Politica

"Voto ai bimbi". Ultima deriva giovanilistica

"Voto ai bimbi". Ultima deriva giovanilistica

In una società che non si rassegna a invecchiare, intrisa di giovanilismo esasperato, non basta più dare il potere ai ragazzini. Anzi, è il momento di fare scendere in campo i bimbi delle scuole primarie per ridisegnare i parlamenti e la politica dei prossimi decenni. Dall'eutanasia alla droga libera, passando per l'utero in affitto, la cultura iperlaicista basa la sua forza d'urto sui continui tabù da abbattere, dipinti come retaggi del passato che rendono schiava una società più avanzata rispetto alla percezione della stragrande maggioranza.

L'ultima frontiera per scardinare regole e consuetudini secolari arriva ad abbattersi sull'elettorato attivo, di norma attribuito ai maggiorenni. Ma non basta. Dal quotidiano britannico The Guardian irrompe il saggio Give Children The Vote, in cui l'autore John Wall contempla l'estensione del suffragio universale a partire dai sei anni. Lo analizza il politologo David Walter Runciman, docente all'università di Oxford e quarto visconte della casa di Doxford. Se il suffragio universale non fa distinzione sulle competenze e la preparazione dell'elettore, si può provocatoriamente estenderlo anche ai bambini. Più insidiosa la motivazione di partenza che indica nella popolazione anziana la fascia più numerosa e ricca, quindi capace di perpetuare il potere a danno delle giovani generazioni. Ormai è una moda additare gli anziani che si sono costruiti una posizione economica e sociale come vecchi rapaci che devono restituire subito alle nuove leve quanto costruito in una vita.

È la riproposizione sotto altre chiavi dell'«effetto Greta», la moda mediatica di attribuire agli adolescenti una leadership preventiva, basata sul candido idealismo che va a superare la logica rendita di posizione di chi lavora, produce e detiene il potere per la normale evoluzione della vita. Ma questo è colpa soprattutto di quegli adulti incapaci di contrapporre un ragionamento di buon senso alle accuse demagogiche di rubare il futuro ai più piccoli a colpi di «bla bla bla».

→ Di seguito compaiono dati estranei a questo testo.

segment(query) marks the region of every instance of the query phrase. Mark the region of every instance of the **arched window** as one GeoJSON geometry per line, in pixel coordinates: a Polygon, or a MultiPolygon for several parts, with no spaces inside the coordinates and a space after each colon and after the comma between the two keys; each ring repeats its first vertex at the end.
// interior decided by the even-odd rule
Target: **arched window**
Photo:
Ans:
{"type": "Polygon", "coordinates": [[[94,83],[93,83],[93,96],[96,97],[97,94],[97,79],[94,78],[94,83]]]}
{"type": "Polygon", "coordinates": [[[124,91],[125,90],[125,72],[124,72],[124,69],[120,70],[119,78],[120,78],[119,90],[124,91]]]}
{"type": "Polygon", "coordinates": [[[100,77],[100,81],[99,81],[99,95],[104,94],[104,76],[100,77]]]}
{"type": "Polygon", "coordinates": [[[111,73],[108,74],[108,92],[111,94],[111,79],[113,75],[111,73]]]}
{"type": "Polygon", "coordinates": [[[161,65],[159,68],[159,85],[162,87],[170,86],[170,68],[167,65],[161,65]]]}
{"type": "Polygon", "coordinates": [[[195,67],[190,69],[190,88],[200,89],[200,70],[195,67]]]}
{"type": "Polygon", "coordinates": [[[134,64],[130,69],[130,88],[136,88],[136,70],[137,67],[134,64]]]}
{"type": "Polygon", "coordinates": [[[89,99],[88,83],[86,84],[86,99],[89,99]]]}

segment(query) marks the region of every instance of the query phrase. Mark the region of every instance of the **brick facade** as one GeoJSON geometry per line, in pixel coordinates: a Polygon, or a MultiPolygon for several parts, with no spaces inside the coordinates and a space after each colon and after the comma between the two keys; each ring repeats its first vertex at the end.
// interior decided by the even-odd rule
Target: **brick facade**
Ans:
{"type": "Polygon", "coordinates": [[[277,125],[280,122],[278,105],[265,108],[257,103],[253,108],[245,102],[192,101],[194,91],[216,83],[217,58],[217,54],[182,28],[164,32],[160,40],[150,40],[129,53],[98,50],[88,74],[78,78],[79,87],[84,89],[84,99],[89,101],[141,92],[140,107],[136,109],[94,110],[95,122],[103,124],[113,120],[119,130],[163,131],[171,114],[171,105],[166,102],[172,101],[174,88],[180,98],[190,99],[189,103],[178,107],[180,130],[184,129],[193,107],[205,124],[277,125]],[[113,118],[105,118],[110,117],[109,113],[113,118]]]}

Fa paura immaginare un'ondata mondiale di mini elettori, già protagonisti alle scadenze elettorali dopo avere compiuto i sei anni. Per gli studiosi potrebbero già sviluppare precoci cognizioni politiche e sociali, sapendo che alla prima occasione saranno chiamati alle urne, ovviamente portati per meno dai genitori e dai nonni con cui verrebbero messi subdolamente in competizione. Gli scolari al voto stravolgerebbero il quadro politico? E se venisse fondato un partito ad hoc che fonda il programma sullo sviluppo di videogame, cartoons, serie tv e gadget? Secondo il professor Runciman non dovrebbero tanto alterare gli equilibri, però condizionare il dibattito con priorità innovative.

Invece di domandare ai piccoli che cosa desiderano per Natale, i grandi chiederanno loro un suggerimento per votare. Ci mancano solo i figli che votano per la sinistra in una famiglia moderata, e viceversa, a minare una pace sociale già precaria.

Scenari che ora appaiono utopistici, ma che intanto mettono in discussione il primato naturale della classe adulta.